= Muslims Against Crusades =

Banned Islamist group in the United Kingdom

Muslims Against Crusades (MAC) is a banned radical Islamist group in the United Kingdom. The group was founded in 2010 by Abu Assadullah. Professional boxer Anthony Small and Islam4UK spokesman Anjem Choudary are associated with the group.

Muslims Against Crusades maintain that Muslims are not "obliged to obey the law of the land in whatever country they reside". In 2011, the group proposed that Muslims should set up independent emirates in select cities in the UK, operating under sharia (Islamic law) entirely outside British law. The group suggested the towns of Bradford, Dewsbury, and Tower Hamlets in the East End of London as the possible first test beds for these entities. The group has often clashed with the English Defence League. Home Secretary Theresa May banned the group from midnight on 11 November 2011, making membership or support of the group a criminal offence.

The group has been denounced by the Muslim Council of Britain, who described MAC as "a tiny, and utterly deplorable, extremist group".

== Rallies ==

MAC is responsible for a number of incidents, including protests outside the Royal Albert Hall and in Kensington on 11 November 2010, when two large plastic poppies were burned during the Remembrance Day silence.

A 2010 Remembrance Day ceremony in London was disrupted by members of the organization, who were protesting against British military presence in Afghanistan and Iraq. They burnt large poppies and chanted "British soldiers burn in hell" during the two-minute silence. Two of the men were arrested and charged for threatening behaviour. One was convicted and fined £50. The same group planned to hold another protest in 2011 named Hell for Heroes, declaring that soldiers fighting in Iraq and Afghanistan deserve to go to hell. The group was banned by the Home Secretary the day before the planned protest.
Throughout 2010 and 2011 there were various protests against the imprisonment of Muslims, with calls for their release; and calls for a withdrawal of non-Muslim forces from Muslim countries. There was a protest against pastor Terry Jones when he burnt a Quran (the holy book of Islam) in Florida, US on 20 March 2011.

They applied to the police to stage a demonstration in London to disrupt the royal wedding of Prince William and Catherine Middleton on 29 April 2011, but this was not allowed.
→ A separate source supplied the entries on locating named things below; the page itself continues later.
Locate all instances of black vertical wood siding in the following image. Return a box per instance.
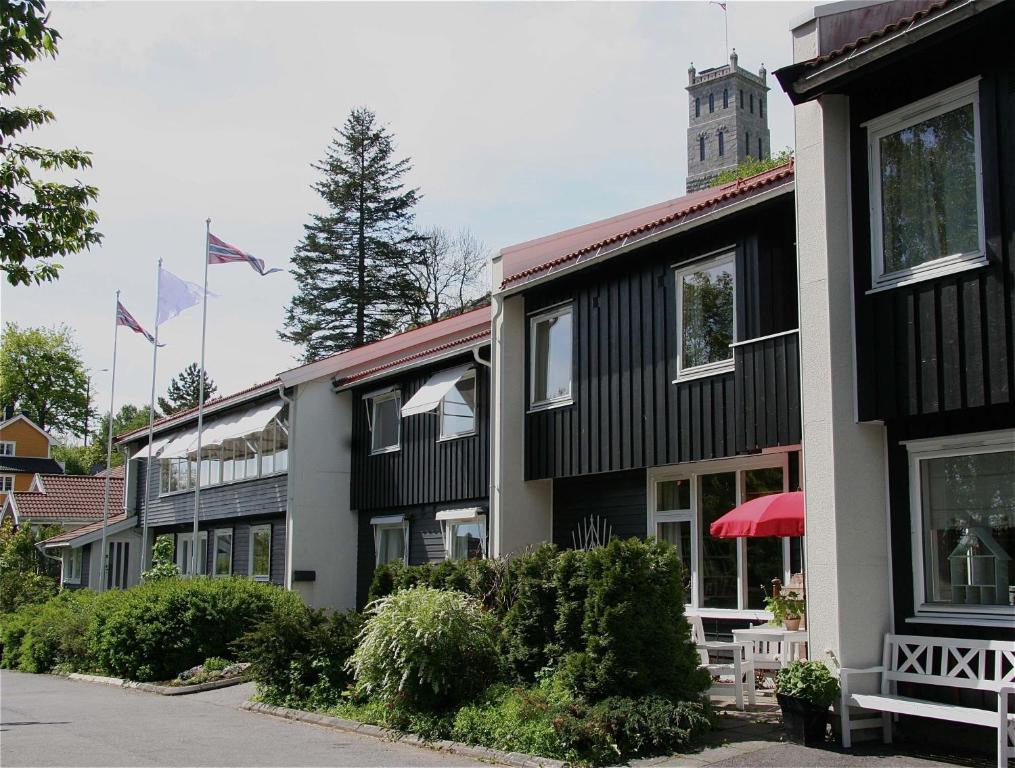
[518,201,800,480]
[351,348,490,510]
[850,36,1015,420]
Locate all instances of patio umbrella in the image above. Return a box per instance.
[708,491,804,539]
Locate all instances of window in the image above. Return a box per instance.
[63,547,81,584]
[370,514,409,565]
[368,390,402,453]
[213,528,232,576]
[906,432,1015,621]
[250,526,271,581]
[649,455,803,618]
[441,370,476,439]
[177,531,208,576]
[529,304,571,407]
[866,80,987,288]
[677,252,736,379]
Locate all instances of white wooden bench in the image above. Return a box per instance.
[839,634,1015,768]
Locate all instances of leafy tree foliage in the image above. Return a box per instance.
[0,0,102,285]
[0,323,89,433]
[279,108,418,362]
[157,362,218,415]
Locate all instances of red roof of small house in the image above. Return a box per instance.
[500,158,794,289]
[279,304,490,386]
[11,472,124,522]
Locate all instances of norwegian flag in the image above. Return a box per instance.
[208,232,282,276]
[117,301,165,347]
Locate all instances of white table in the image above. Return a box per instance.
[733,624,807,669]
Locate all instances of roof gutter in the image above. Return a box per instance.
[493,176,795,299]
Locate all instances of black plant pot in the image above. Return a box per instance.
[775,693,828,745]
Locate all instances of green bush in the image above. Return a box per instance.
[235,594,362,709]
[349,586,498,711]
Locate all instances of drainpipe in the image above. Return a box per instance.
[278,381,296,589]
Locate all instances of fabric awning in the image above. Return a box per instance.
[708,491,804,539]
[194,400,282,450]
[402,365,472,416]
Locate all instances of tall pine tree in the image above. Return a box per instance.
[279,108,418,362]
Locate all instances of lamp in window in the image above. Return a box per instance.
[948,526,1011,606]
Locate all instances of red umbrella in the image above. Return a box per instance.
[708,491,804,539]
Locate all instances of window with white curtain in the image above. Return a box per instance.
[866,80,986,288]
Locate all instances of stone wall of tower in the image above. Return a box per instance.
[687,51,771,192]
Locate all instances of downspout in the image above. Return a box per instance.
[278,381,296,589]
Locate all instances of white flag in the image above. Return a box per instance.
[157,268,206,326]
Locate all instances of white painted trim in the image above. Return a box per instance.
[673,251,737,383]
[862,77,987,290]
On 2 May 2011, Osama bin Laden, who had led the Islamist al-Qaeda organization responsible for violent attacks on the United States on 11 September 2001, was killed in Pakistan by US forces. On 7 May, hundreds of UK Muslims and MAC members held a rally and Salat al-Janazah (funeral prayer) for him outside the US embassy in London. When protesters tried to storm the embassy, there were clashes with police.
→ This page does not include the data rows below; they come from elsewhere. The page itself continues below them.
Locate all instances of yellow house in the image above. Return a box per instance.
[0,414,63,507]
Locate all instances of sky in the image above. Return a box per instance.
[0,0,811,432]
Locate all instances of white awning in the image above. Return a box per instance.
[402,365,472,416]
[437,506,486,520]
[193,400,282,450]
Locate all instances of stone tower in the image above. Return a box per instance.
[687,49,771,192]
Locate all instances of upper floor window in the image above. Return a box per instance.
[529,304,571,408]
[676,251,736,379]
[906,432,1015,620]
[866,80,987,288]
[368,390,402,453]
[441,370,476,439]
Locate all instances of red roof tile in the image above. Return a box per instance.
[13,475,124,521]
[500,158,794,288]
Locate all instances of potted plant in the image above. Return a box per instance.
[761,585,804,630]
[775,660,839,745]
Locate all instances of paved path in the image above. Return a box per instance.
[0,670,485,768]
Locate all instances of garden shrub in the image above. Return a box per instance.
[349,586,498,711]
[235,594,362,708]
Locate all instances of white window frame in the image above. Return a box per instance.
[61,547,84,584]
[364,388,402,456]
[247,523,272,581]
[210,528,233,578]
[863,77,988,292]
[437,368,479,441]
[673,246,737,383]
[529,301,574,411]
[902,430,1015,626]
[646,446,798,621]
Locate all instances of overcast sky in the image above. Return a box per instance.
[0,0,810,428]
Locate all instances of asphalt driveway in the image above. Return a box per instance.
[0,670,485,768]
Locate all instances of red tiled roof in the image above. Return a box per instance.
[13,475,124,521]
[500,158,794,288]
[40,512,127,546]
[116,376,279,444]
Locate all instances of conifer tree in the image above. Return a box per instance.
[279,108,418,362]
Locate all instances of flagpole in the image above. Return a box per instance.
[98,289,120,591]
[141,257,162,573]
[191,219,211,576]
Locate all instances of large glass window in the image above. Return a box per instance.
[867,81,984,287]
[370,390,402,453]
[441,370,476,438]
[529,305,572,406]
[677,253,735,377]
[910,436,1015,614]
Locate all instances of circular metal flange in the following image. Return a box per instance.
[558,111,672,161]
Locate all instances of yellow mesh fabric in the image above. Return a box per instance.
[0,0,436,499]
On 30 July, around 50 members of MAC and Waltham Forest Muslims marched for two hours from Leyton tube station to Walthamstow town square, calling for democracy to be replaced by sharia law and chanted slogans such as 'democracy—hypocrisy', 'Sharia for UK' and 'Secularism go to hell'. In August, members of Muslims Against Crusades held a demonstration denouncing the Shia denomination and "anti-Islamic" Shia regimes of Syria and Iran. To mark the tenth anniversary of the 11 September attacks, around 100 men linked to the group protested outside the US Embassy in London, burning US flags and chanting through megaphones. The protest could be heard by mourners in the September 11th Memorial Garden nearby, where a minute's silence was being observed to mark the first airplane hitting the World Trade Center in New York City.

On 10 November 2011, British Home Secretary Theresa May banned the group after it planned to repeat the poppy-burning demonstration; membership of Muslims Against Crusades became illegal at midnight.

On 2 December 2011, twenty people were arrested on suspicion of being members of a banned group, and two for obstruction and violent disorder at a demonstration outside the US Embassy in London; the police did not confirm a report that the protesters were members of MAC.

==Cultural impact==

On Have I Got News for You, the group was discussed, with Ian Hislop saying "aren't they a couple hundred years late, these Muslims Against Crusades?"